Flush immediately after a remote recovery finishes (unless there are ongoing ones) #9439

bleskes · 2015-01-27T10:53:07Z

To properly replicate, we currently stop flushing during recovery so we can repay the translog once copying files are done. Once recovery is done, the translog will be flushed by a background thread that, by default, kicks in every 5s. In case of a recovery failure and a quick re-assignment of a new shard copy, we may fail to flush before starting a new recovery, causing it to deal with potentially even longer translog. This commit makes sure we flush immediately when the ongoing recovery count goes to 0.

I also added a simple recovery benchmark.

…there are ongoing ones) To properly replicate, we currently stop flushing during recovery so we can repay the translog once copying files are done. Once recovery is done, the translog will be flushed by a background thread that, by default, kicks in every 5s. In case of a recovery failure and a quick re-assignment of a new shard copy, we may fail to flush before starting a new recovery, causing it to deal with potentially even longer translog. This commit makes sure we flush immediately when the ongoing recovery count goes to 0. I also added a simple recovery benchmark.

mikemccand · 2015-01-27T11:55:40Z

src/main/java/org/elasticsearch/index/engine/internal/InternalEngine.java

            assert onGoingRecoveries.get() >= 0 : "ongoingRecoveries must be >= 0 but was: " + onGoingRecoveries.get();
+            if (left == 0) {


I really don't understand the concurrency here, but I just wanted to verify that there is no risk that another recovery kicks off right here, after a first recovery just finished and dropped the count to 0, and then we clear the xlog out from under that second recovery, losing documents?

this is protected in the flush logic it self, so we can safely try:

https://github.com/elasticsearch/elasticsearch/blob/1.4/src/main/java/org/elasticsearch/index/engine/internal/InternalEngine.java#L841

https://github.com/elasticsearch/elasticsearch/blob/1.4/src/main/java/org/elasticsearch/index/engine/internal/InternalEngine.java#L855

and on the recovery side:

https://github.com/elasticsearch/elasticsearch/blob/1.4/src/main/java/org/elasticsearch/index/engine/internal/InternalEngine.java#L1125

OK, I see, looks good. Thanks @bleskes

mikemccand · 2015-01-27T11:56:02Z

LGTM, but I left one concurrency question...

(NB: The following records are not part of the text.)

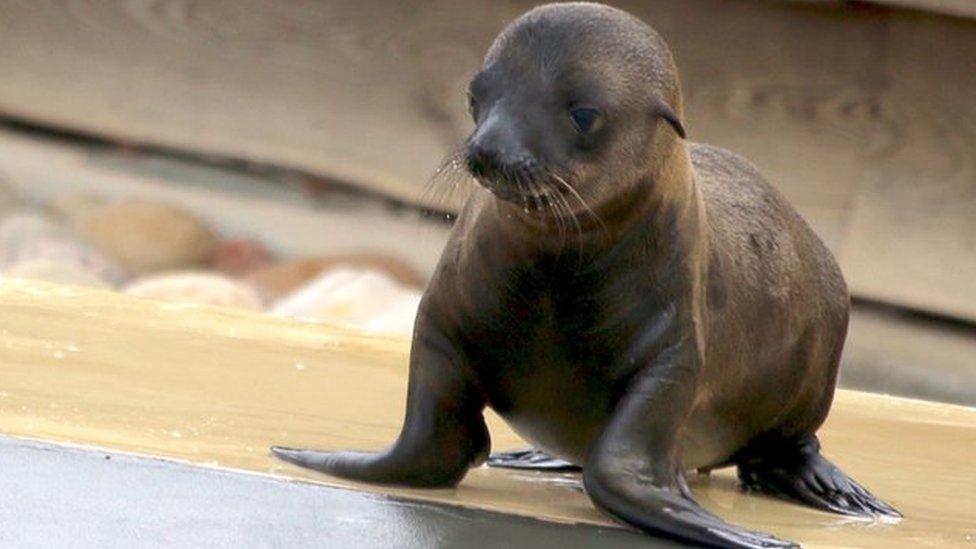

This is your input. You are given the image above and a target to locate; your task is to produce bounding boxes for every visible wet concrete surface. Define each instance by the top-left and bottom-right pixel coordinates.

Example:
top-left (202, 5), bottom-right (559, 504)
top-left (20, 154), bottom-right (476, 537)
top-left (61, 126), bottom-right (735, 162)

top-left (0, 279), bottom-right (976, 549)
top-left (0, 438), bottom-right (664, 549)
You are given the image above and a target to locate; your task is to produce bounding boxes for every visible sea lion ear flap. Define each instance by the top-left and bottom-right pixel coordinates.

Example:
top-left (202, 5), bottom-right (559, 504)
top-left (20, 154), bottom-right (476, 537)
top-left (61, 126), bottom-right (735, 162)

top-left (654, 101), bottom-right (687, 139)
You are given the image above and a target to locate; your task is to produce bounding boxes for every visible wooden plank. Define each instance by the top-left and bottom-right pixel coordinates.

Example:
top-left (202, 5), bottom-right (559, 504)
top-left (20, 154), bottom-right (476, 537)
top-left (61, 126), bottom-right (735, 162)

top-left (0, 280), bottom-right (976, 548)
top-left (868, 0), bottom-right (976, 17)
top-left (0, 0), bottom-right (976, 320)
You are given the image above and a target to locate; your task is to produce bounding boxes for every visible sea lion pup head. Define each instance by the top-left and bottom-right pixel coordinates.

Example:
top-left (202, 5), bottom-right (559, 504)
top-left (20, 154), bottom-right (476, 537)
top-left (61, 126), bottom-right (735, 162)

top-left (466, 3), bottom-right (685, 220)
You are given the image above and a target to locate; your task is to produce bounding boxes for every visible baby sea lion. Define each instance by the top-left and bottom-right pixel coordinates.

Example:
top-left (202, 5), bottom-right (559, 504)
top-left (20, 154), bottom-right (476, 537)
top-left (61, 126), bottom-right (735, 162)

top-left (274, 3), bottom-right (898, 547)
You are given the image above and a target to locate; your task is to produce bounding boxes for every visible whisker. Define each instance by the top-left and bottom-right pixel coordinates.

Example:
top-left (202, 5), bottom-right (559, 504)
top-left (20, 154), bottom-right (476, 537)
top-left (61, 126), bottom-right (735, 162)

top-left (549, 172), bottom-right (607, 232)
top-left (417, 144), bottom-right (473, 215)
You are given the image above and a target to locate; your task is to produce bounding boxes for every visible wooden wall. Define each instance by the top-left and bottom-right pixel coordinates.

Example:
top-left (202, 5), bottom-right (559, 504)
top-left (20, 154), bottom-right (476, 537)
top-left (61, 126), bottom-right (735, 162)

top-left (0, 0), bottom-right (976, 319)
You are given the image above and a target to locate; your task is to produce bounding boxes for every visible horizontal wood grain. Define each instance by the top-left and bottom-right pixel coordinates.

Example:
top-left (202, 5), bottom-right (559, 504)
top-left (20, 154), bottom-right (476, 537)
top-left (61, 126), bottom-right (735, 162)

top-left (0, 0), bottom-right (976, 320)
top-left (0, 279), bottom-right (976, 548)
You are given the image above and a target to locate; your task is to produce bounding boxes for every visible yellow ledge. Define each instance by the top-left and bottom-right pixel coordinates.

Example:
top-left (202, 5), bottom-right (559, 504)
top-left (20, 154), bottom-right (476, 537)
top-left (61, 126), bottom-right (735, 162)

top-left (0, 279), bottom-right (976, 547)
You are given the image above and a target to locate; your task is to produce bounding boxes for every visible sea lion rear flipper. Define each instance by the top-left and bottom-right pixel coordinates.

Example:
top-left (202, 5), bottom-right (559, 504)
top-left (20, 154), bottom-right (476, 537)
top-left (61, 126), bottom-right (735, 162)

top-left (738, 435), bottom-right (902, 518)
top-left (583, 340), bottom-right (798, 548)
top-left (487, 448), bottom-right (583, 473)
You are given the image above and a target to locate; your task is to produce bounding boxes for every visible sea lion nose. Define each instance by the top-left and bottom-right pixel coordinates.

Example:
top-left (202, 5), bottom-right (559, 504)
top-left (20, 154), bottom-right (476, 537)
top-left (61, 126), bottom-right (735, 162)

top-left (467, 141), bottom-right (501, 176)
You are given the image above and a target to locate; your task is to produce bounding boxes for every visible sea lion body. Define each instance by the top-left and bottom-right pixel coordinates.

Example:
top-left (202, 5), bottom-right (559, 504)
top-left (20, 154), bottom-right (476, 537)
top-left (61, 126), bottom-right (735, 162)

top-left (274, 3), bottom-right (900, 547)
top-left (442, 144), bottom-right (848, 468)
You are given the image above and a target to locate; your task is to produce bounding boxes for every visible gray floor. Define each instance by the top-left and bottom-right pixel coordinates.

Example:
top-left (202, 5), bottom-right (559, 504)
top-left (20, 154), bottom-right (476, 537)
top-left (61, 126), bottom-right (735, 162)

top-left (0, 438), bottom-right (674, 549)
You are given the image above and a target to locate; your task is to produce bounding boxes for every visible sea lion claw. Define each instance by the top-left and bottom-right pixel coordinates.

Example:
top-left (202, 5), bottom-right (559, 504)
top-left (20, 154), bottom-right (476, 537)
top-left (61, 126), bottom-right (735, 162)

top-left (739, 437), bottom-right (902, 519)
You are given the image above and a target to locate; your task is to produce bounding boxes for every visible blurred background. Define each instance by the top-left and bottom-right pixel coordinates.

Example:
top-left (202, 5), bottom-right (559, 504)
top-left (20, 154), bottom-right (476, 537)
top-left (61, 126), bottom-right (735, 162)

top-left (0, 0), bottom-right (976, 405)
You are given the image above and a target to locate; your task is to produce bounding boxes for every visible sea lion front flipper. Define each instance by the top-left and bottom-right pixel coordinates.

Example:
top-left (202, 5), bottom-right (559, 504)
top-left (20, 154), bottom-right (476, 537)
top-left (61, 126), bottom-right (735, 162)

top-left (583, 341), bottom-right (797, 548)
top-left (271, 324), bottom-right (491, 488)
top-left (738, 435), bottom-right (902, 518)
top-left (487, 448), bottom-right (583, 473)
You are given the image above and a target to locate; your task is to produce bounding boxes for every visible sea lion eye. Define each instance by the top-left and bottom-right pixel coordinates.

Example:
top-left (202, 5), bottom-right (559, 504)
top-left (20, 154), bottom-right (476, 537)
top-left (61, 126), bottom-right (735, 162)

top-left (569, 107), bottom-right (600, 133)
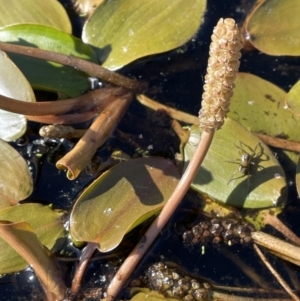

imotov · 2015-01-27T16:24:08Z

LGTM

dakrone · 2015-01-27T16:55:37Z

src/main/java/org/elasticsearch/index/engine/internal/InternalEngine.java

            assert onGoingRecoveries.get() >= 0 : "ongoingRecoveries must be >= 0 but was: " + onGoingRecoveries.get();
+            if (left == 0) {
+                try {
+                    flush(new Engine.Flush().type(Flush.Type.COMMIT_TRANSLOG));


For the 1.x and master future-port, how are you going to implement the flush? Are you going to set force and waitIfOngoing?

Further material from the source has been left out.